ARTICLE
26 April 2001

Strategies For Hiring Employees Subject To Restrictive Agreements

CS
Connelly Sheehan Moran

Contributor

Connelly Sheehan Moran
United States Corporate/Commercial Law

The use of non-compete agreements has increased dramatically. Bradley T. Adler, Do Non-compete Agreements Really Protect You?, Workforce, December, 1999 at 48. While you don't want to pass on a qualified candidate, you don't want to wind up in litigation either. The following guidelines may assist you in protecting yourself:

The Interview: During the interview, ask whether the interviewee is subject to any kind of agreement with any current or former employer. If so, require the candidate to provide a copy and, if they will not, consider the interview over.

The Covenants: Restrictive covenants come in all shapes and sizes. You need to recognize their categories:

  • Covenant not to compete: Restricts a former employee from working for a competitor within a defined geographic area for a specified period of years.
  • Covenant not to disclose trade secrets: Prevents employees from using trade secrets (e.g., customer lists) for another competing employer.
  • Covenant not to solicit: Prohibits a former employee from soliciting the former employer's prospects and customers.
  • Covenant not to raid employees: Forecloses an employee from recruiting his or her former co-workers.
  • Assignment-of-inventions agreement: Contractually assigns ownership of an invention or copyright to the former employer.

The Options: Qualified candidates bound by covenants are not necessarily off limits. You may still have some options.

  1. Is the covenant enforceable?
  2. Courts will enforce covenants if they are reasonable. While the criteria for determining whether a covenant is reasonable varies from state to state, there are three common threads: whether the agreement protects a legitimate interest; whether the covenant covers a reasonable length of time; and whether the agreement covers a reasonable scope or geographic area. To determine whether something is "protectible," ask if it is something a competitor would pay money to know. If so, is it something the employer takes reasonable steps to maintain as confidential? Further, a time restriction is unreasonable if it impedes on the employee's ability to earn a living for too long. Generally, time limits that exceed two or three years are unenforceable; in e-business, however, even one year may be too long. See EarthWeb v. Schlack, 71 F.Supp.2d. 299 (S.D.N.Y. 1999), aff'd, 2000 U.S. App. LEXIS 11446 (2nd Cir. 2000). Finally, courts are more likely to enforce a covenant if it is limited to specific locations or customers.

  3. Is the covenant relevant?
  4. If the covenant is enforceable, the next step is to determine whether the covenant is relevant. For example, if you, as a steel manufacturer, want to hire a person who has signed a covenant not to compete in the electronics industry for the next two years, the covenant is irrelevant. Alternatively, if you want to hire someone bound by a covenant not to raid employees and you do not wish to have that employee recruit, the covenant is irrelevant.

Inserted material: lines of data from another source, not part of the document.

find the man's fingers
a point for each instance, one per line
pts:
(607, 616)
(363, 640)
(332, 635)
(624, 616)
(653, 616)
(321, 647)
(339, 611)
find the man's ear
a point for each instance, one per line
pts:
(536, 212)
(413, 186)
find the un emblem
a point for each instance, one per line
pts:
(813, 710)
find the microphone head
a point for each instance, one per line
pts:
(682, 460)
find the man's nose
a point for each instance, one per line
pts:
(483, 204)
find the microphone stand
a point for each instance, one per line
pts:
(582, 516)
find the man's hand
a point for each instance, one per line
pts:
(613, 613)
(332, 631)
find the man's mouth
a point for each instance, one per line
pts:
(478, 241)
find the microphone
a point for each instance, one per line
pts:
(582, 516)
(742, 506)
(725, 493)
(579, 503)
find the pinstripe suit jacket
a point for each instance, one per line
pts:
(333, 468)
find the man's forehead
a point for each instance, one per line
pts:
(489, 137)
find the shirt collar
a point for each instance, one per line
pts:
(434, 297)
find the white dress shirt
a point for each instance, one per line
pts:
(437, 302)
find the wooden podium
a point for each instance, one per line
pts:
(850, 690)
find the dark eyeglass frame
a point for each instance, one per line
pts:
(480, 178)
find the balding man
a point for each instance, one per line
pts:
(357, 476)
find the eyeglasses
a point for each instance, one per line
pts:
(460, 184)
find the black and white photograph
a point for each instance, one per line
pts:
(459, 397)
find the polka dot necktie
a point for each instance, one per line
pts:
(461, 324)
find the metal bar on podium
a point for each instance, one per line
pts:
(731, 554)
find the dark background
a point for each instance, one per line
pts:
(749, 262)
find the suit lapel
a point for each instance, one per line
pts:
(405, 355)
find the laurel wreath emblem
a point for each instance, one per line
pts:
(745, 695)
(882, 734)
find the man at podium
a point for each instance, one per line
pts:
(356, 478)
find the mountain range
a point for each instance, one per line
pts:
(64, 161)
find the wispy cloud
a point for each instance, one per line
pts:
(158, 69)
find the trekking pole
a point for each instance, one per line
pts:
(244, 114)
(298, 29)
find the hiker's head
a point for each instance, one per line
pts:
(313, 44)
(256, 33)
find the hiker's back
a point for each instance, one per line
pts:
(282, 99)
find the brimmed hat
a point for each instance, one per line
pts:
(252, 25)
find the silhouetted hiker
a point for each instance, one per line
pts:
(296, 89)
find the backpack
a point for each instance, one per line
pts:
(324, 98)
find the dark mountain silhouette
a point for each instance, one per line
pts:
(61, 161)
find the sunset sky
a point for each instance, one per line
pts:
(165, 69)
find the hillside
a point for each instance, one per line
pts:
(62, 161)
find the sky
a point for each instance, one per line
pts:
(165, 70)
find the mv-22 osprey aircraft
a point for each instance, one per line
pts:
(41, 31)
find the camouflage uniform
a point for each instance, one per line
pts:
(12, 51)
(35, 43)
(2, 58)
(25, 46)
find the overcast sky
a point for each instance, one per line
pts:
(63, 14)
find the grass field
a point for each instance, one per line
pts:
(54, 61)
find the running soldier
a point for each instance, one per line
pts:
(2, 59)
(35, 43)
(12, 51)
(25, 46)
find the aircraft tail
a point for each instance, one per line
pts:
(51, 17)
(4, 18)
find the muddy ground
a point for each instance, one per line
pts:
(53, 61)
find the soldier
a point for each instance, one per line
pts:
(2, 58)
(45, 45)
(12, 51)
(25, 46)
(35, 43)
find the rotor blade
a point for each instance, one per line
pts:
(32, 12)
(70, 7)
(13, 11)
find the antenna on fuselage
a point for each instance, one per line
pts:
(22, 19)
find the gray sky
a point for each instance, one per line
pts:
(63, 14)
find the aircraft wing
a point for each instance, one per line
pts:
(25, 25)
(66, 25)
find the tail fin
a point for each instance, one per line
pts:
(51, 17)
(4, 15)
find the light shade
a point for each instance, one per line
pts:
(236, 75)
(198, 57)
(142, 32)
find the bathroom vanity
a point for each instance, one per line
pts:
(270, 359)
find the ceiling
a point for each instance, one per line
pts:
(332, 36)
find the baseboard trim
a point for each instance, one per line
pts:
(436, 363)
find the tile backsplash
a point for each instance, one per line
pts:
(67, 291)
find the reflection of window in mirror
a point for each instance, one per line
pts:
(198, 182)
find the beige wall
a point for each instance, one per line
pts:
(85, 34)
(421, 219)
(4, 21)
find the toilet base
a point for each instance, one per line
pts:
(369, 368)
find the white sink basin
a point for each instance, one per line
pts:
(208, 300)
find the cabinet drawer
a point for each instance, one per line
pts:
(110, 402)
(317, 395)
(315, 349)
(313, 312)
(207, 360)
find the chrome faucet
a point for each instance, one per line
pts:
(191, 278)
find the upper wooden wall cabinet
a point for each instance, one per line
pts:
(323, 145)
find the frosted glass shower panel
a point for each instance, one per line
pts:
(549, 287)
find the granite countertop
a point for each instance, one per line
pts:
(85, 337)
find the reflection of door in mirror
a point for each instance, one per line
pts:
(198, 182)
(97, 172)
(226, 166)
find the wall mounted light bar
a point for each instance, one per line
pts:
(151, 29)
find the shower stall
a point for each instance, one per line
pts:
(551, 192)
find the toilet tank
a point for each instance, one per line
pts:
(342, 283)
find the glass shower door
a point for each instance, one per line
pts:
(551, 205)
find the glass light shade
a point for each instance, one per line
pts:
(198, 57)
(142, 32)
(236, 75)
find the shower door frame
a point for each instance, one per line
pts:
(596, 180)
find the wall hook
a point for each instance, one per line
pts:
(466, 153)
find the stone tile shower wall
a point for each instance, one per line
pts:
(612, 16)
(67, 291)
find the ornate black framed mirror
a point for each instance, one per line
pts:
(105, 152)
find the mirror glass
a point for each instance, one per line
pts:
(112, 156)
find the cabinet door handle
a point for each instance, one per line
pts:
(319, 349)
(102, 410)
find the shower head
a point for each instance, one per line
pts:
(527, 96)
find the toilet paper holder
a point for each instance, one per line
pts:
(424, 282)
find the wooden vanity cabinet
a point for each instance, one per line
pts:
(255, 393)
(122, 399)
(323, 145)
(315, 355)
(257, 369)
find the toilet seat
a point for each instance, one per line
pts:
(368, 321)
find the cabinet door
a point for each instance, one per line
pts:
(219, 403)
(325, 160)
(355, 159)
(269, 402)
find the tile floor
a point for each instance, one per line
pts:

  5. If the covenant seems enforceable and is relevant, can you offer the employee a position that ensures compliance within the scope of the agreement?
  6. The key at this stage is to determine what the former employer's legitimate business interest is, and to take reasonable steps not to threaten that interest. Courts will be less likely to enforce the covenant if they find that the former employer's legitimate business interest is safe. Ask yourself how the prior duties and responsibilities of the former employment compare to the scope of the new job.

    Also, instruct prospective employees in writing that they are never to disclose or use the proprietary, trade secrets, or confidential information of any other company and that immediately upon termination of their former employment, they are to return all property to their former employer. This may demonstrate to a court that your intentions were not to extract the former employer's valuable company secrets, but rather, to hire a qualified candidate. However, this option is not a panacea: some courts adhere to the "inevitable disclosure doctrine" and may conclude that the employee's new employment will inevitably lead to the new employer to rely on the employee's trade secrets. See Pepsico v. Redmond, 54 F.3d 1262 (7th Cir. 1995).

  7. Can you contract out of the covenant?

If all else fails, try to contract out of the covenant. Indeed, the former employer may just be willing to let you buy the release of the employee from a covenant. If so, be sure to get it in writing.

While he or she might be the most qualified and well-trained individual in your industry, proceed with caution before hiring from the competition. A proper selection process might be all you need to reduce the nuisance of litigation. If, in the end, the most qualified candidate is bound by a covenant, be positive that he or she is worth the litigation you might well face.

The content of this article is intended to provide a general guide to the subject matter. Specialist advice should be sought about your specific circumstances.